22. We have already expressed our views on the aforesaid condition so much so, we have said that it permits the authority to impose tax or charges in future but then that imposition cannot be vague and cannot be made subject to further conditions. The assessment of the tax/charge has to be certain although recovery thereof could be made subject to the conditions as specified in the order issued by the Government. Nonetheless, the judgment relied upon by the learned Senior Advocate would be advantageous to the extent that even if it is presumed that the Petitioner has agreed to pay the taxes as will be levied in future, he is entitled to challenge the assessment in terms of the provisions of the Statute. The challenge to the condition No.2 of the lease, in the present case, would sustain accordingly. 23. Similar such view was taken by the Hon'ble Supreme Court in the case of Shridhar C. Shetty vs.

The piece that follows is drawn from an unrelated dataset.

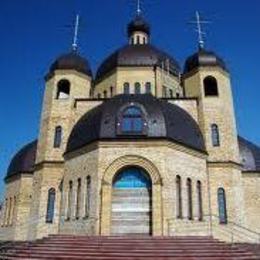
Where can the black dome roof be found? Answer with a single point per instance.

Additional Colle c tor & Competent Authority and others, reported in ( 2020) 9 SCC 537 . The Apex Court while dealing with the tenancy and land laws held that any undertaking given by the party concerned cannot expand the statutory jurisdiction of the authority concerned. 24. Considering the provisions of Sec. 37A of the Code of 1966 read with the judicial pronouncements cited by the Petitioner, we are of the considered view that the Respondents could not have demanded development charges at a belated stage by taking aid of GRs dtd. 13/4/2017 and 23/2/2018. The impugned demand dtd. 15/1/2021 and the communication dtd. 11/11/2021 are therefore liable to be quashed and set aside. 25. The Petitioner, however, is also seeking a declaration that no development charges are recoverable from him. On this count, we can only say that if there existed the prescribed rate to raise demand as development charges on the date when the permission was granted to the Petitioner to construct multi-storied building, the Respondents are at liberty to demand such development charges as were existing. Hence, the following order: ORDER: (i) The Writ Petition is partly allowed. (ii) The impugned demand dtd. 15/1/2021 (Annexure-7) and the communication dtd. 11/12/2021 (Annexure-12) issued by the Respondent No.3, are quashed and set aside. Rule made absolute in the aforesaid terms. No costs.